Problem solve Get help with specific problems with your technologies, process and projects.

Using SQL to calculate nearby ZIP codes

This tip shows how to use SQL to calculate nearby ZIP codes.

Any type of application that involves names and addresses inevitably involves ZIP codes as well. If you've built...

the data backend for such an application, you've probably dealt with databases containing ZIP codes by city/state or even by specific street address. But have you ever needed to find ZIP codes within a certain distance of a given ZIP code, city, or street address? Maybe your company needs a "find a store near you" function for their web site. Or maybe your marketing department has asked to generate targeted mailing lists from ZIP code-based customer demographic information from the corporate database. Where do you start when you need to calculate the distance between two ZIP codes, cities, or other geographical features? If you're like me, you start with spherical coordinates and a lesson in trigonometry! Don't worry, if you want to skip to the end, I promise you'll get all the information you need without the gory details.

The Data

The very first ingredient for building a ZIP code-oriented application is the appropriate data. At a minimum, we'll need the ZIP code and a set of latitude and longitude values for that ZIP code. This information is available from a number of commercial vendors, which provide a lot of added value in the form of demographic information and other location-based information garnered from both government and private source. A short search of the web turned up over a dozen vendors with prices ranging from the low hundreds to well over a thousand. Another alternative is to choose a completely free data set. The best one I found was part of the information available from the U.S. Census Bureau. The downside is that it is based on the 1990 census, only included 5-digit ZIP codes, and has limited additional information that is completely out of date. But it gives us a functional database for building this application. The database can be downloaded in text format from this site.

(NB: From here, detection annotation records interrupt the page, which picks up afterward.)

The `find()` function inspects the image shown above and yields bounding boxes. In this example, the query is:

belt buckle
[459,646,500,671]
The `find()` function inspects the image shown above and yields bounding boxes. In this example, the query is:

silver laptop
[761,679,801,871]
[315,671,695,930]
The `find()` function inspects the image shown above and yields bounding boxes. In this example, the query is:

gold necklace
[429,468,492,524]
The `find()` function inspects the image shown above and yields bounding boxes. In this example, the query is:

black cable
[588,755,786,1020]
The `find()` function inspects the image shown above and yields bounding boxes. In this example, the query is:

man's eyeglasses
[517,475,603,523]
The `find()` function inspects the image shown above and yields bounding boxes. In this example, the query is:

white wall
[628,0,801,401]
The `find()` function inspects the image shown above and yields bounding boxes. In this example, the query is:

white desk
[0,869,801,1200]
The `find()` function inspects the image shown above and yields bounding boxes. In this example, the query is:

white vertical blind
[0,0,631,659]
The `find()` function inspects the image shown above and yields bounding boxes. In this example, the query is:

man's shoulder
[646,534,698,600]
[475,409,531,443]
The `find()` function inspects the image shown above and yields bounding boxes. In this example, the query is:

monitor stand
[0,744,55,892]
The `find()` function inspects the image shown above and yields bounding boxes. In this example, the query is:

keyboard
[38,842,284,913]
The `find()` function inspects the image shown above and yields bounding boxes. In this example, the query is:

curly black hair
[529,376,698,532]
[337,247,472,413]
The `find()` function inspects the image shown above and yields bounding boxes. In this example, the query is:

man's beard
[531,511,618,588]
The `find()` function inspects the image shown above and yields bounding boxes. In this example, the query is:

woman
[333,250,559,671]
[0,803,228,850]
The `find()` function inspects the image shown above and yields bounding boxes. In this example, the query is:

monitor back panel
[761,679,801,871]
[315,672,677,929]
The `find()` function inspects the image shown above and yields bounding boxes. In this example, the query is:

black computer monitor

One crucial factor to determine about the latitude and longitude information is whether it is in degrees/minutes/seconds format or in the decimal equivalent--the decimal equivalent is what you want. The quick way to translate is

Decimal value = degrees + (minutes/60) + (seconds/3600)

The Formula

Once you've got the ZIP code and latitude/longitude data, we've got the spherical coordinates to describe a location. The next step is to determine the distance between any two locations using the spherical coordinates. You'd think this would be a straightforward process, but in reality it is fairly complex to come up with an extremely precise distance between two points on the surface of the earth. For an extremely good discussion of the problem, and for the source I used to build my code, you can refer to this document, which discusses the details of what is basically the problem aircraft pilots face every day. For our purposes of calculating the distance between any two ZIP codes in the US, we can settle for the accuracy of the Haversine formula:

Distance = 2R *arcsin (x)
where x=(sin((lat2-lat1)/2))^2 + cos(lat1) * cos(lat2) * (sin((long2-long1)/2))^2.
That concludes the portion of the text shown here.